Category Archives: python

Python style decorators in Erlang

Alan Perlis said that “A language that doesnt change how you think about programming isnt worth knowing”.
My favourite languages are Erlang, Python and C++ (and Lua, but these days Python is taking more of that market share). I like them all for very different things, and they all have vastly different strengths,weaknesses and feature sets.
I also like thinking about how/if you can apply idioms that are common in one language to another language, and if theres any benefit in doing so. Today Im going to look at Python style decorators implemented in Erlang.

The example code is here

Decorators overview

Firstly: Python decorators are unrelated to the GoF Decorator pattern.
Decorators are syntactic sugar in python for applying a function to another.

@memoize
def some_expensive_func(n):
   return some_expensive_computation(n)

is the same as

def some_expensive_func(n):
   return some_expensive_computation(n)
some_expensive_func = memoize(some_expensive_func)

This works because Pythons functions are first class values.

Decorators are a common idiom in Python and one that I really like.
I personally think that when used appropriately they make functions easier to read, by moving small details out of the main logic.

You can read more about the origin of the decorator syntax here.
You can see some of the neat things people do with decorators here.
Decorators are also very common in one of my favourite web frameworks; Django.

Decorators in Erlang

Following the goals laid down in the PEP I decided to set the following goals:

* Allow decorators to run code before and after a call to the function they are decorating.

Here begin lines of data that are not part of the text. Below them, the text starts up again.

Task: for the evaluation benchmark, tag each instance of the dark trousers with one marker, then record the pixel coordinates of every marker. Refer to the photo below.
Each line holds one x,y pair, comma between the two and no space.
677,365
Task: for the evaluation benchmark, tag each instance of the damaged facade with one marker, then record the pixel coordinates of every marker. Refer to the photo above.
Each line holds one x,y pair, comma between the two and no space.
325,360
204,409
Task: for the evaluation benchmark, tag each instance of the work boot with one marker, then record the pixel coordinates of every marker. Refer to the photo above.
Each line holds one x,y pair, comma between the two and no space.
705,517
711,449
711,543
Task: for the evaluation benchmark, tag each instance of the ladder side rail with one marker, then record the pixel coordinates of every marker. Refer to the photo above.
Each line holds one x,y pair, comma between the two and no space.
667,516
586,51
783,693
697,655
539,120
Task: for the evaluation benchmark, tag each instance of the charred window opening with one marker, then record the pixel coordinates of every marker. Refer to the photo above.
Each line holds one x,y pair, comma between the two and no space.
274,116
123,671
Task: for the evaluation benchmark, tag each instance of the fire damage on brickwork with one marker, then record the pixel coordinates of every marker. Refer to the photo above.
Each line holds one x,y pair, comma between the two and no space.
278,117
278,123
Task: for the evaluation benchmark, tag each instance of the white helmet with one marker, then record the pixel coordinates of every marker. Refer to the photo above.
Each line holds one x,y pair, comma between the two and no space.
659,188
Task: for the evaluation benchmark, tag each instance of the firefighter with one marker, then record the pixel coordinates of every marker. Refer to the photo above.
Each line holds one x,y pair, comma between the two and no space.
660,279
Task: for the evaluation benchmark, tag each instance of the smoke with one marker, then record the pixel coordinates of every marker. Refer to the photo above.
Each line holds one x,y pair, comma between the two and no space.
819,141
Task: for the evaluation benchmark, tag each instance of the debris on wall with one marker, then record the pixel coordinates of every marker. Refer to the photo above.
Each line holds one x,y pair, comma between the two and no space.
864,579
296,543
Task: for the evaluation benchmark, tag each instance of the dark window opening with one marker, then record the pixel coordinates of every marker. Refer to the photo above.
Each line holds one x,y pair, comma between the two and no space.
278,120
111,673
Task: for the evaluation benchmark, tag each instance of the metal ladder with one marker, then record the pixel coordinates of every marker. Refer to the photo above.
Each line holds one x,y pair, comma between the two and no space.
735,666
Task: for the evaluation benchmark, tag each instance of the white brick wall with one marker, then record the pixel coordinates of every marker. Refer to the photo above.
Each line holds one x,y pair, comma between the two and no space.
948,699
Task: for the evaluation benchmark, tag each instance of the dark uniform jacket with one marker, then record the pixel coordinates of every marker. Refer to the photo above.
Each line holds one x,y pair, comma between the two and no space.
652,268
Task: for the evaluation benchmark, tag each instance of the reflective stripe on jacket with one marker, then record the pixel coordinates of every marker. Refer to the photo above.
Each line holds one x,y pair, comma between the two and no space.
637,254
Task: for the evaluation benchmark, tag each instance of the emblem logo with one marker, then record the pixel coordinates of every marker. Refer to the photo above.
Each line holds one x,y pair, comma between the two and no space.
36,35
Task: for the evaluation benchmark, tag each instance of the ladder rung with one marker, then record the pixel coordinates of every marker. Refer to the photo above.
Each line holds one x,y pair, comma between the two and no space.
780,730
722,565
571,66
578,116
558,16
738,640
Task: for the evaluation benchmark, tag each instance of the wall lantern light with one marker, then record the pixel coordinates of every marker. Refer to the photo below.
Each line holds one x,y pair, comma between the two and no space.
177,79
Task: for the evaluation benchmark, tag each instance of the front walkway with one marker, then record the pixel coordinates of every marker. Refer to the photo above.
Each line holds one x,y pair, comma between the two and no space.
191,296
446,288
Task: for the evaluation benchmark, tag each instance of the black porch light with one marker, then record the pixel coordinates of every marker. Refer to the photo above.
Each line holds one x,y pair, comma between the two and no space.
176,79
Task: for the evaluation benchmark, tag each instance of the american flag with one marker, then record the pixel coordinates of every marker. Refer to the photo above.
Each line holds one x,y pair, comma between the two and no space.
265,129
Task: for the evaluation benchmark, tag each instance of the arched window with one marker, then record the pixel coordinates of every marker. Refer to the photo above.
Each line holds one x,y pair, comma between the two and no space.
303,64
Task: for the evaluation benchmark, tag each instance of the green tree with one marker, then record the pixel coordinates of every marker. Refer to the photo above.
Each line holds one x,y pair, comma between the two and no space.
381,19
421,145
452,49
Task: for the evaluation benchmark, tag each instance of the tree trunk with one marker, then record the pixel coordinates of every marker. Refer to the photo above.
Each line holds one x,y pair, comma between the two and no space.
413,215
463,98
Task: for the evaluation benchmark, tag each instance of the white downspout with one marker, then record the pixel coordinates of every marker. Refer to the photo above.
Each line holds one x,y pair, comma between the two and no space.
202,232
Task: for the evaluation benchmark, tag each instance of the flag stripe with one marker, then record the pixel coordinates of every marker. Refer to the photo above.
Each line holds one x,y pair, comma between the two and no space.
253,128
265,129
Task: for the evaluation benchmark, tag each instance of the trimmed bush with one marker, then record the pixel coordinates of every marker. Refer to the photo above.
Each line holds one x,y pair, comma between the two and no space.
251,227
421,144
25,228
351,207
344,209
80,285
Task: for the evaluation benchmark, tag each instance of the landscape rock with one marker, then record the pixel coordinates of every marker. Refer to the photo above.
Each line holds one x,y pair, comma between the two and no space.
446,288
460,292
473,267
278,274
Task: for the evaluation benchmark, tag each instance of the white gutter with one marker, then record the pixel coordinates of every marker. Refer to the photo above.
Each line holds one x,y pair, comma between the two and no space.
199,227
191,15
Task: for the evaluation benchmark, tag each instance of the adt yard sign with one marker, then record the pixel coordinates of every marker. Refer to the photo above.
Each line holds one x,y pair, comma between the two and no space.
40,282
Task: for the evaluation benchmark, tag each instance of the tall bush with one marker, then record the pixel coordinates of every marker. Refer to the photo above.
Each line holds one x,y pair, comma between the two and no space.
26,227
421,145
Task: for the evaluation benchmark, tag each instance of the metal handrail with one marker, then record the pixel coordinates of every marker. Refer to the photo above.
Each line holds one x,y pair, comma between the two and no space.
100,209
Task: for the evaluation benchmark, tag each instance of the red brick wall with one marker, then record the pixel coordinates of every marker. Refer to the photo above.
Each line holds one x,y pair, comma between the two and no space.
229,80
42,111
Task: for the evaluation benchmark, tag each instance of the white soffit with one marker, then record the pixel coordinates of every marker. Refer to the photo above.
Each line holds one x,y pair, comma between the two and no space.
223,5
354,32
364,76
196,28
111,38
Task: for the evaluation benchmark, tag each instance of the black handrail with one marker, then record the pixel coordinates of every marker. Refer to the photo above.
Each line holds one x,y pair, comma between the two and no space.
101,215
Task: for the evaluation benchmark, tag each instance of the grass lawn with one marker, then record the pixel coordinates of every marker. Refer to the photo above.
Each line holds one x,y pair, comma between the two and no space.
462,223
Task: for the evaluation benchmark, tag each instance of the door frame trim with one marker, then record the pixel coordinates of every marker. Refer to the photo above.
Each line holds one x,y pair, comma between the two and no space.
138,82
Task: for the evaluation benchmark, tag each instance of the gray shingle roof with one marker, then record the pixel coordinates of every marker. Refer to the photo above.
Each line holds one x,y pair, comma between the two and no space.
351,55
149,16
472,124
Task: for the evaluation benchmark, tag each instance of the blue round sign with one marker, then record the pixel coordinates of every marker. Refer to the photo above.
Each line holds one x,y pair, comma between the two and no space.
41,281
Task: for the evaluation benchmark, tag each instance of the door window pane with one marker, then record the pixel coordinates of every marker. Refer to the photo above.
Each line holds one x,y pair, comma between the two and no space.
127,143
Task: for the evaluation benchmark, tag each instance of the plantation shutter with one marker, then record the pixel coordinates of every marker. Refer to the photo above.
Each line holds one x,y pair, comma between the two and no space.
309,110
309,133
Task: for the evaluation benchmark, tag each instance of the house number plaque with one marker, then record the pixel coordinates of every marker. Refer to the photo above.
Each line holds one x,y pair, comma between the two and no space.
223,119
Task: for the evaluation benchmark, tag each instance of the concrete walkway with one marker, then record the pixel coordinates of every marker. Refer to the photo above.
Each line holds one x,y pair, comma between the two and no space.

Eg to commit db transactions, cache values, trace or time execution etc.
* Allow decorators to alter the argument list that gets passed to the function they are decorating.
* Have a simple, non intrusive syntax. (Within the confines of erlang syntax rules.)
* Support multiple decorators on a single function
* Support passing custom arguments to the decorator.

Erlang does not support reassignment of variables, so no monkey business (monkey patching) here folks.
It also doesnt support executing code at module scope. Though on_load can often achieve similar results to module scope.
This complicates the implementation a little.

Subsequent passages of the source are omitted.